The task force (FONATUR) created the master plan for and supervised the orderly development of both the Hotel Zone (which occupies the entire island) and Cancun City. The result is Mexico’s leading tourist destination – Cancun now accounts for nearly 20 percent of the nation’s tourism income.
Most non-hotel beaches are located on the bay side of the island. Playa Tortugasis a popular spot for sunning and swimming in the bay; it is located a little more than halfway between the mainland and Punta Cancun and offers both restaurants and changing facilities.Playa Caracol, east of Playa Tortugas, is a favorite spot with local residents.
Other beaches include Playa de las Perlas, Playa Juventud, Playa Linda and Playa Langosta.Playa Chac Mool, just south of Punta Cancun on the Caribbean, is a pleasant beach with changing facilities, a restaurant and a bar.
The Anthropology Museum, located in the Convention Center near Punta Cancun, provides a good introduction to Cancun’s Mayan history. The museum houses artifacts including masks, sculptures, pottery and jewelry; a friendly staff will answer questions.
Pok-Ta-Pok golf course boasts a temple by its 12th hole.
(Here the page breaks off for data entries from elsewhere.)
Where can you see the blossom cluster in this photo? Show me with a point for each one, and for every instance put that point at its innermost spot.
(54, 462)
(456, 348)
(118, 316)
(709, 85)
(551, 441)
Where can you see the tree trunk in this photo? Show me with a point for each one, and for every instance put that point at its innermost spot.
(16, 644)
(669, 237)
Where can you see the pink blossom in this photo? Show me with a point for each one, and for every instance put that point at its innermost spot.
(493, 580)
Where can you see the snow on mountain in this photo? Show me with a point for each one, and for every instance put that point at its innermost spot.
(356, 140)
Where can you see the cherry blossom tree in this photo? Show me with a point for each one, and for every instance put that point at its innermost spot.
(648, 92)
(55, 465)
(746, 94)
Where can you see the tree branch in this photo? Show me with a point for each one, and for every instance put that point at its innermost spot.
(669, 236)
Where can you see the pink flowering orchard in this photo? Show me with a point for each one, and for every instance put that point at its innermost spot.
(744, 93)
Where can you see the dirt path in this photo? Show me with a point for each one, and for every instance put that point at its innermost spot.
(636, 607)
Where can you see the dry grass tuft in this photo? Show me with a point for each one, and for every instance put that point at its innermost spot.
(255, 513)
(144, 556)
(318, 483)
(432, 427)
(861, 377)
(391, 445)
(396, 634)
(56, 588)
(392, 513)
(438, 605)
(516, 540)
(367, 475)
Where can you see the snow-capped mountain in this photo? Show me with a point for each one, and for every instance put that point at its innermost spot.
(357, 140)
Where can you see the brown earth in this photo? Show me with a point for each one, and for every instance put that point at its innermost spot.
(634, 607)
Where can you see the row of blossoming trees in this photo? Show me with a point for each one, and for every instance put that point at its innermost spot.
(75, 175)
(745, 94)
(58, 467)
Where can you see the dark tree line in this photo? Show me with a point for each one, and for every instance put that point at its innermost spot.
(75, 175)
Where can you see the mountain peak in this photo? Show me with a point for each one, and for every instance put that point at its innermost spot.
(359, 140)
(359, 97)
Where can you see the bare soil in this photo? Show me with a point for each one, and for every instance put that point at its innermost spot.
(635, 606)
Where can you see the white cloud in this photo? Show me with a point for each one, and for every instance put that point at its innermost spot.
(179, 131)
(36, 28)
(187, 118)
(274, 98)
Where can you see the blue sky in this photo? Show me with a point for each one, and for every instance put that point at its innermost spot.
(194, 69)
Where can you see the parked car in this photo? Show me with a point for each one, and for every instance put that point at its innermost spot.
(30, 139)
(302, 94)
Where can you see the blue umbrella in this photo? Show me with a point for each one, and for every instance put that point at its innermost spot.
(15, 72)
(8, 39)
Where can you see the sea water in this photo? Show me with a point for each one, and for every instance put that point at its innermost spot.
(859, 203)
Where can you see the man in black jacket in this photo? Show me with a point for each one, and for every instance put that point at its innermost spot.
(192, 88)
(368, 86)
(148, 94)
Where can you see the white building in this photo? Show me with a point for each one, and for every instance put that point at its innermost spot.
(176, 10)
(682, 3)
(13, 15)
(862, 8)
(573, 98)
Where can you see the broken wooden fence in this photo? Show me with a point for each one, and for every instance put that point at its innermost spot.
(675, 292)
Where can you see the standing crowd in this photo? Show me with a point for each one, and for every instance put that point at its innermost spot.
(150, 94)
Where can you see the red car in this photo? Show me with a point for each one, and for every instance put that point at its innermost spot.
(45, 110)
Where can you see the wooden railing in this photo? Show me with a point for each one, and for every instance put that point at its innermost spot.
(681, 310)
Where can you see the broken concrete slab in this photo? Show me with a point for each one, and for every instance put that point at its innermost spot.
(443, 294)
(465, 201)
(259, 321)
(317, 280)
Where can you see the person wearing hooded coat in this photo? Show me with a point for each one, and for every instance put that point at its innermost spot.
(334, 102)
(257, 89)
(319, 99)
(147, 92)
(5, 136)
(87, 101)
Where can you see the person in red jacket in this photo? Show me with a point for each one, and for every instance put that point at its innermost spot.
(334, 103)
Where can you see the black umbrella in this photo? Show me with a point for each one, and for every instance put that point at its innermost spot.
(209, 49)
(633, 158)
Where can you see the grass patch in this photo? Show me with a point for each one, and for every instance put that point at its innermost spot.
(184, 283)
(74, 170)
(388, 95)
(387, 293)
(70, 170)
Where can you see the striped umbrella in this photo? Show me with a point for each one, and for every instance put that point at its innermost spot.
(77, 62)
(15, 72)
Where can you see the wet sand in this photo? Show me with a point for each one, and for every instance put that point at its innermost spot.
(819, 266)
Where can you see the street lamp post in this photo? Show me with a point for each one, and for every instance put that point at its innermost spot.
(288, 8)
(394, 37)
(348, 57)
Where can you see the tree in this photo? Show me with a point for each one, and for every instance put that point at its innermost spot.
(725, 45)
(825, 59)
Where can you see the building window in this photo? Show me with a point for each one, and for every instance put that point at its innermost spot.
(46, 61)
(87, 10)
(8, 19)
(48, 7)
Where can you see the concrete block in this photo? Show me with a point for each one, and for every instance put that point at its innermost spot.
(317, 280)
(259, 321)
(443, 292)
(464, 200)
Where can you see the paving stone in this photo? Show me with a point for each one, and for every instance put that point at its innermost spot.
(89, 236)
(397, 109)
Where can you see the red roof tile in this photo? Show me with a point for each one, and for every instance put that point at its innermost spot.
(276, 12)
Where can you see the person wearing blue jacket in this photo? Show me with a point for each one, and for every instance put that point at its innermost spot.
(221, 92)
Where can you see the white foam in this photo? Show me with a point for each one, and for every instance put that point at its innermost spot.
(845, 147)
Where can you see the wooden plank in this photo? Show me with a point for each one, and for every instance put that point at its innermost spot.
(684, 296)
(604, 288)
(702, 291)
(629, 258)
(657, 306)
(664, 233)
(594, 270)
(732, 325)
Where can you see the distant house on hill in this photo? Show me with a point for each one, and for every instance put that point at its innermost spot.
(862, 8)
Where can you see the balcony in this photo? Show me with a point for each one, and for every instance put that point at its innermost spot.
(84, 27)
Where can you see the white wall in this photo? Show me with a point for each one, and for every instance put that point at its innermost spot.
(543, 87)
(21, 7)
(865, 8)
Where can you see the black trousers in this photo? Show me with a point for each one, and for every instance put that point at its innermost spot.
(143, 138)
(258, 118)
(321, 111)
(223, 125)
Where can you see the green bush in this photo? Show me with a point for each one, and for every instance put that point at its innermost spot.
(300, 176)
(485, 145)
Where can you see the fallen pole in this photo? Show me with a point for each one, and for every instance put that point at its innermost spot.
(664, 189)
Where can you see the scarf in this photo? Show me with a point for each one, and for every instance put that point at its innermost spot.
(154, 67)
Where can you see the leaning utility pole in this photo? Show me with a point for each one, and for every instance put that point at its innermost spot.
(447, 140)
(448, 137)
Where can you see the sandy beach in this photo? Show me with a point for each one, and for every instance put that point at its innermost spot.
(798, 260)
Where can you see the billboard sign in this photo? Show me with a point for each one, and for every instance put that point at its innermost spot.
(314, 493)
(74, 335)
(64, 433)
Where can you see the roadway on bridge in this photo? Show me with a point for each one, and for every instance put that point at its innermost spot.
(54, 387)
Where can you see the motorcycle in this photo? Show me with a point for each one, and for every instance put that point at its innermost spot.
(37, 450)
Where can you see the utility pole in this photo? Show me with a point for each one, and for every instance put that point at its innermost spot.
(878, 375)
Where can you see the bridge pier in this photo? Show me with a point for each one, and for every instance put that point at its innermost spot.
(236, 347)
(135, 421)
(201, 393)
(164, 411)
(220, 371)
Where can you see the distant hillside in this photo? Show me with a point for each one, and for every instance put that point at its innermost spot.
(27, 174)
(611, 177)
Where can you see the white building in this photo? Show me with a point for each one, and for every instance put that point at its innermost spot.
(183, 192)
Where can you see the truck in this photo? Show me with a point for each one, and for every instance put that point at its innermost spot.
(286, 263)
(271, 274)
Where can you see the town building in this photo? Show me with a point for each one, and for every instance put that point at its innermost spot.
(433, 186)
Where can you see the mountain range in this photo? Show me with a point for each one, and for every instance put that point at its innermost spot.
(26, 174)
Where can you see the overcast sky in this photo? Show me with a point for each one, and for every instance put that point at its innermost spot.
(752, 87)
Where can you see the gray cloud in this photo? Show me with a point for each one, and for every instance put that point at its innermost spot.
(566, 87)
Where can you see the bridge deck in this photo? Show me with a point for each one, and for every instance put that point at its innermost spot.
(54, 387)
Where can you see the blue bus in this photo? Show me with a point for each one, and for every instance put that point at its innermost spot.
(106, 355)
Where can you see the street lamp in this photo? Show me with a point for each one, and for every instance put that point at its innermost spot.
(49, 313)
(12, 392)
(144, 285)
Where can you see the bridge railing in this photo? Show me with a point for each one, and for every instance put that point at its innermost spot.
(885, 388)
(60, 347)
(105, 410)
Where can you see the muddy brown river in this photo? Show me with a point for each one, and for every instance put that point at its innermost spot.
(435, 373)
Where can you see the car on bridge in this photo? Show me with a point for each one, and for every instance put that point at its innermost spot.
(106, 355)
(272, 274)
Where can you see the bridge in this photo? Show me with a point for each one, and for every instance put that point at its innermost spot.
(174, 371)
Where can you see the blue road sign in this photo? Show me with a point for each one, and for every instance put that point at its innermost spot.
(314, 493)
Close to the Convention Center, there is a minor ruin by the sea behind the Westin Camino Real Hotel and two small temples at Yamil Lu’um near the Sheraton Hotel.
Farther south, you’ll find San Miguelito, a site consisting of temples and pyramids set around a ceremonial square. The modest El Rey ruins, perhaps once a royal burial ground, are west of San Miguelito in a jungle clearing on the shores of the Nichupte Lagoon. If Cancun’s ruins whet your archaeological appetite, you can visit the mainland’s larger ruins, including Tulum, Coba, Chichen Itza and Uxmal.
You’ll find dazzling arrays of indigenous tropical birds in the aviary behind the Mauna Loa shopping center, including flamingoes, toucans, cranes, pelicans and roadrunners. Multicolored tropical fish are visible from the glass-bottom boats that sail regularly on the crystalline waters of the Cancun’s lagoons; many of these excursions include a stop at La Isla de los Pajaros in the Nichupte Lagoon, home to thousands of species of birds. Serious bird-watchers will want to visit the sanctuary at Isla Contoy, a tiny island north of Isla Mujeres.